Make Noise MATHS User Manual

Pseudo-VCA with clipping - Thanx to Walker Farrell

Patch audio signal to CH. 1, with RISE and FALL at full CCW, or cycle CH. 1 at audio rate. Take output from

SUM out. Set initial level with CH. 1 panel control. Set CH. 2 panel control full CW to generate a 10v offset.

Audio will start to clip and may become silent. If it's still audible, apply an additional positive offset with CH. 3

panel control until it is just silent. Set CH. 4 panel control to full CCW and apply envelope to Signal IN, or

generate envelope with CH. 4. This patch creates a VCA with asymmetrical clipping in the waveform. It will

work with CV also, but be sure to adjust CV input settings to deal with the large base offset. The INV output

may be more useful in some situations.

Patch Ideas: Digital Signals, Clocks, Gates, Pulses, Events, Timing

Typical Voltage Controlled Pulse/ Clock w/ Voltage Controlled Run/ Stop (Clock, pulse LFO)
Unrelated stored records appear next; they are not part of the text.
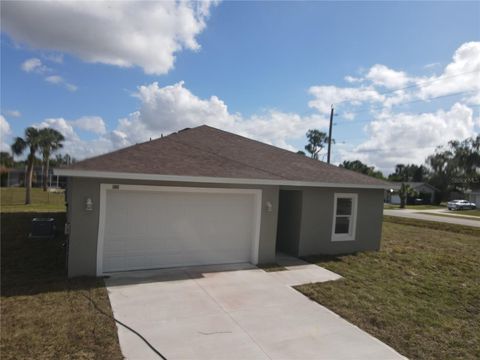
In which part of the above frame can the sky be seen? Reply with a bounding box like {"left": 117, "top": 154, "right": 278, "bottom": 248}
{"left": 1, "top": 1, "right": 479, "bottom": 175}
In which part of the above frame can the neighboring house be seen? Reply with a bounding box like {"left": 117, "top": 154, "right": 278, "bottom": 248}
{"left": 465, "top": 189, "right": 480, "bottom": 205}
{"left": 55, "top": 125, "right": 393, "bottom": 277}
{"left": 0, "top": 166, "right": 66, "bottom": 188}
{"left": 385, "top": 182, "right": 438, "bottom": 205}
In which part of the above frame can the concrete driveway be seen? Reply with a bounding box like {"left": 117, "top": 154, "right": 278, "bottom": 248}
{"left": 106, "top": 263, "right": 404, "bottom": 360}
{"left": 384, "top": 208, "right": 480, "bottom": 227}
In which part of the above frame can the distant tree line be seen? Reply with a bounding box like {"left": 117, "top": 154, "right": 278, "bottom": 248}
{"left": 298, "top": 129, "right": 479, "bottom": 204}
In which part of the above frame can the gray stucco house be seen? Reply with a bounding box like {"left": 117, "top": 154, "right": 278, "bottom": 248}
{"left": 55, "top": 125, "right": 392, "bottom": 277}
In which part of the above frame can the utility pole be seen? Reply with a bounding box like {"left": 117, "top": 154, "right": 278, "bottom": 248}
{"left": 327, "top": 105, "right": 334, "bottom": 164}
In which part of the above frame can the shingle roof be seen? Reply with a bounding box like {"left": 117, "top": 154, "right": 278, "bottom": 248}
{"left": 62, "top": 125, "right": 391, "bottom": 187}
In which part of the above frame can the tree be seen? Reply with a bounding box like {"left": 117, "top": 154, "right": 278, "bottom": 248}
{"left": 388, "top": 164, "right": 428, "bottom": 182}
{"left": 304, "top": 129, "right": 332, "bottom": 160}
{"left": 398, "top": 183, "right": 416, "bottom": 209}
{"left": 11, "top": 127, "right": 42, "bottom": 204}
{"left": 448, "top": 135, "right": 480, "bottom": 190}
{"left": 51, "top": 153, "right": 76, "bottom": 167}
{"left": 339, "top": 160, "right": 385, "bottom": 179}
{"left": 296, "top": 151, "right": 306, "bottom": 156}
{"left": 0, "top": 152, "right": 14, "bottom": 168}
{"left": 39, "top": 128, "right": 65, "bottom": 191}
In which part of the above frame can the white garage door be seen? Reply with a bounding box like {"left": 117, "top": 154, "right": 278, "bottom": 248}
{"left": 97, "top": 185, "right": 261, "bottom": 274}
Same as above, only the output is taken from EOC or EOR. CH. 1, RISE parameter will more effectively

adjust frequency, and CH. 1 FALL parameter will adjust pulse width. With CH. 4, the opposite is true where

RISE adjust more effectively Width and FALL adjust frequency. In both channels all adjustment to RISE and

FALL parameters will affect frequency. Use CYCLE IN for Run/ Stop control.

Voltage Controlled Pulse Delay Processor

Apply Trigger or Gate to Trigger IN if CH. 1. Take output from End Of Rise. RISE parameter will set delay

and FALL parameter will adjust width of the resulting pulse.
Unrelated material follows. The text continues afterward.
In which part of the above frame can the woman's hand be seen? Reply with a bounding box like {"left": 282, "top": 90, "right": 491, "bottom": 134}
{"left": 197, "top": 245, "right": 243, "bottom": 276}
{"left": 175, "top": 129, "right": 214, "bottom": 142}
Voltage Controlled Clock Divider Clock signal applied to Trigger IN CH. 1 or 4 is processed by a divisor as

set by RISE parameter. Increasing RISE sets divisor higher, resulting in larger divisions. Fall time will adjust

the width of the resulting clock. If the Width is adjust to be greater the total time of the division the output will

remain “high.”

FLIP-FLOP (1-Bit Memory)

In this patch CH. 1 Trigger IN acts as the “Set” input, and CH. 1 BOTH Control IN acts as the “Reset” input.

Apply Reset signal to CH. 1 BOTH Control IN. Apply Gate or logic signal to CH. 1 Trigger IN. Set RISE to

Full CCW, FALL to Full CW, Vari-Response to Linear. Take “Q” output from EOC. Patch EOC to CH. 4 Signal

to achieve “NOT Q” at the EOC OUT. This patch has a memory limit of about 3 minutes, after which it forgets

the one thing you told it to remember.

Logic Invertor

Apply logic gate to CH. 4 Signal IN. Take output from CH. 4 EOC.

Comparator/Gate Extractor (a new take) Send signal to be compared to CH. 2 IN. Set CH. 3 panel control

into the negative range. Patch SUM out into CH. 1 Signal IN. Set CH. 1 RISE and FALL to 0. Take output

from CH. 1 EOR. Observe signal polarity with CH. 1 UNITY LED. When signal goes slightly positive, EOR

will trip. Use CH. 3 panel control to set the threshold. Some attenuation of CH. 2 may be necessary to find

the right range for a given signal. Use CH. 1 FALL control to make the gates longer. CH. 1 RISE control sets

the length of time the signal must be above the threshold to trip the comparator.